Most of the knowledge we have about Earth’s deep interior comes from the fact that seismic waves penetrate the Earth and are recorded on the other side. Earthquake ray paths and arrival times are more complex than illustrated in the animations, because velocity in the Earth does not simply increase with depth. Velocities generally increase downward, according to Snell’s Law, bending rays away from the vertical between layers on their downward journey; velocity generally decreases upward in layers, so that rays bend toward the vertical as they travel out of the Earth . Snell’s Law also dictates that rays bend abruptly inward at the mantle/outer-core boundary (sharp velocity decrease in the liquid) and outward at the outer core/inner core boundary (sharp velocity increase).

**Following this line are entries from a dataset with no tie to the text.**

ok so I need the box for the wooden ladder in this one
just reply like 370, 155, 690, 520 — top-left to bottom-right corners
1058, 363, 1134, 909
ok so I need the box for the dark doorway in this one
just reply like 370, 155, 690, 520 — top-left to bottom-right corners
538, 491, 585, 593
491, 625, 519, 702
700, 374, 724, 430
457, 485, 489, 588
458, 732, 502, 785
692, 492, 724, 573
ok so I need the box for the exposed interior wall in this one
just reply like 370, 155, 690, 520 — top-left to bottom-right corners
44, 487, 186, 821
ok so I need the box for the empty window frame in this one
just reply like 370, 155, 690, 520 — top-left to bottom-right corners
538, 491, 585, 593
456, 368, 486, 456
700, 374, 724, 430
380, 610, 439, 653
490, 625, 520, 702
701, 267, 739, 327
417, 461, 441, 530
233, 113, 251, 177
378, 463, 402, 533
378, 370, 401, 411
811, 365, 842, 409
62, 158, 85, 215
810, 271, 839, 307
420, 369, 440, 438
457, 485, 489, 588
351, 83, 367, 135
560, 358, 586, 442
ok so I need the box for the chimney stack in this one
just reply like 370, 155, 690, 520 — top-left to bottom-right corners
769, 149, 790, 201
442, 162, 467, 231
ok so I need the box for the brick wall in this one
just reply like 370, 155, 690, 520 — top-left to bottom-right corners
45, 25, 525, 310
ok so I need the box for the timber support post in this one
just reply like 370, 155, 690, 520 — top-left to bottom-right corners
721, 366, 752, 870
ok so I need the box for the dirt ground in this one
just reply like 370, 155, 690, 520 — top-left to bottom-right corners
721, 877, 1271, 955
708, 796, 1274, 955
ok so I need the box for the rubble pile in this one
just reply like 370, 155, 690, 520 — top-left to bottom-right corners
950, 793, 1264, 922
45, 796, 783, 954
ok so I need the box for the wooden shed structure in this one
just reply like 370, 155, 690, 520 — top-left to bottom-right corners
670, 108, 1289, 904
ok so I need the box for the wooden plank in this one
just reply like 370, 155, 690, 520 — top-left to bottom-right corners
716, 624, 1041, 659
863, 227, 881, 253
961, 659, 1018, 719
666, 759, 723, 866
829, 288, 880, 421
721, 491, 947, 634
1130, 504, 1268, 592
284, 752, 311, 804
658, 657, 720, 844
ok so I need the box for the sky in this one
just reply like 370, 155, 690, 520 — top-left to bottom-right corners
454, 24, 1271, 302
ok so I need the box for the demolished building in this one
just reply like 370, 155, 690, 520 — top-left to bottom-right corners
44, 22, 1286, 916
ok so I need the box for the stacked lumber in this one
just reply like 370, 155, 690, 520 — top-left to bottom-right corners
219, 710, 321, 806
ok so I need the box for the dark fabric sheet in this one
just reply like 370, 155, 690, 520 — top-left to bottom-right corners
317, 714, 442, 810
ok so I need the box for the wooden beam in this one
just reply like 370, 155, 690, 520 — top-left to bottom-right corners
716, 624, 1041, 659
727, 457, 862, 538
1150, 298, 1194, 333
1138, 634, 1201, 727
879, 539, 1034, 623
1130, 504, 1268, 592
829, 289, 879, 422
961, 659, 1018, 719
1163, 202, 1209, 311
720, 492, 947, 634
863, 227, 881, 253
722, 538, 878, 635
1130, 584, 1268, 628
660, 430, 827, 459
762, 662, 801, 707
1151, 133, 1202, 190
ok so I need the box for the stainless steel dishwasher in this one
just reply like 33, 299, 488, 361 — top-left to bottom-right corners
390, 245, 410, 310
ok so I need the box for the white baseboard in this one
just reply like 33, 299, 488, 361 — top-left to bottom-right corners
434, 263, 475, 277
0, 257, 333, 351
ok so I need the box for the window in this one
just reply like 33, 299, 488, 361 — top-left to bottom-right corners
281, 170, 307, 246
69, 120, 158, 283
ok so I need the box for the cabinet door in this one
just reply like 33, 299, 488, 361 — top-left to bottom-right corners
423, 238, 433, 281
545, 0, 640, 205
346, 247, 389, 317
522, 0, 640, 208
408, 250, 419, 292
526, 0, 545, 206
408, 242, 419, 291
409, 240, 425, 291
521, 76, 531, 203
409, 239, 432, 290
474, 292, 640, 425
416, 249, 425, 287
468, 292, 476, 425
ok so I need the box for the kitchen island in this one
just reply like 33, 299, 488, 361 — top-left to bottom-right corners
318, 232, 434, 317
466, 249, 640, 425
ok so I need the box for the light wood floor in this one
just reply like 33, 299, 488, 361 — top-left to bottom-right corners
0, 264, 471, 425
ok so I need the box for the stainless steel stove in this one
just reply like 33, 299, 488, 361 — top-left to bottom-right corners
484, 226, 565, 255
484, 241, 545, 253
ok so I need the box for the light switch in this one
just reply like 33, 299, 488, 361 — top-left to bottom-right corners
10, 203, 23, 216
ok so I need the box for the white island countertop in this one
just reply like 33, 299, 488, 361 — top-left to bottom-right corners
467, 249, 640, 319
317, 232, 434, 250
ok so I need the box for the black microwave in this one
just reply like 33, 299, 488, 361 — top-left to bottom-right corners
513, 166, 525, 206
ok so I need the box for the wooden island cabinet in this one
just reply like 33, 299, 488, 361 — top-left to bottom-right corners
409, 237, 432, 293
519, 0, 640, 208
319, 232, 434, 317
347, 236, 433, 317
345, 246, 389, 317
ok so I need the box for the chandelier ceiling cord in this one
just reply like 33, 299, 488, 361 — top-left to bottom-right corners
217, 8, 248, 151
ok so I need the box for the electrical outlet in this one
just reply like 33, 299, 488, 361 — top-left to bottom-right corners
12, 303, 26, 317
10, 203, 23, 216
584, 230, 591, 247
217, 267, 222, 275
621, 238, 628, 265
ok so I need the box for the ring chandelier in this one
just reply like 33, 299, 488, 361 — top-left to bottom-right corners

Major Points to remember about P S and Love waves
- P wave or primary wave. This is the fastest kind of seismic wave, and, consequently, the first to ‘arrive’ at a seismic station.
- The P wave can move through solid rock and fluids, like water or the liquid layers of the earth.
- P waves are also known as compressional waves.
- S wave or secondary wave, which is the second wave you feel in an earthquake. An S wave is slower than a P wave and can only move through solid rock, not through any liquid medium.
- Travelling only through the crust, surface wavesare of a lower frequency than body waves, and are easily distinguished on a seismogram as a result.